Record Linkage Across Heterogeneous Data Sources
记录异构数据源之间的链接
基本信息
- 批准号:RGPIN-2014-05304
- 负责人:
- 金额:$ 1.68万
- 依托单位:
- 依托单位国家:加拿大
- 项目类别:Discovery Grants Program - Individual
- 财政年份:2015
- 资助国家:加拿大
- 起止时间:2015-01-01 至 2016-12-31
- 项目状态:已结题
- 来源:
- 关键词:
项目摘要
In the context of creating longitudinal data from census data, record linkage refers to finding the same person across several censuses.
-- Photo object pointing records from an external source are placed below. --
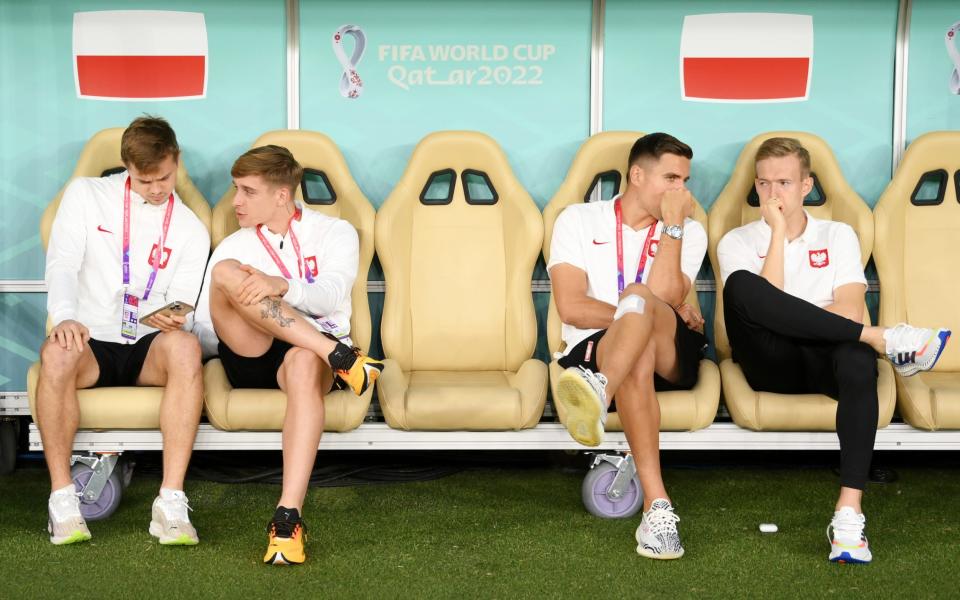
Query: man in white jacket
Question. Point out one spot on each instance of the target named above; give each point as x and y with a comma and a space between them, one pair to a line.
275, 306
121, 247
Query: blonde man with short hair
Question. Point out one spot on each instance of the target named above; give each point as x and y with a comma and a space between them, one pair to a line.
793, 305
276, 308
121, 247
The recent emergence of 100 percent national census collections enables a systematic identification and linking of the same individuals across censuses in order to create a new database of individual life-course information. The main challenge is that unique identifiers do not exist for this historical data, thus one must use attributes common to all of the databases and compare their values to determine whether two records refer to the same entity. Other challenges are presented by different database formats, typographical errors, missing data and ill-reported data (both intentional and inadvertent). Furthermore, not everyone in a census is present in the next one because death and emigration remove people from the population, while births and immigration add new people who were not present in the previous census but who may have characteristics similar to those who were present. Finally, processing the cross product of millions of records when linking two census collections presents significant computation challenges.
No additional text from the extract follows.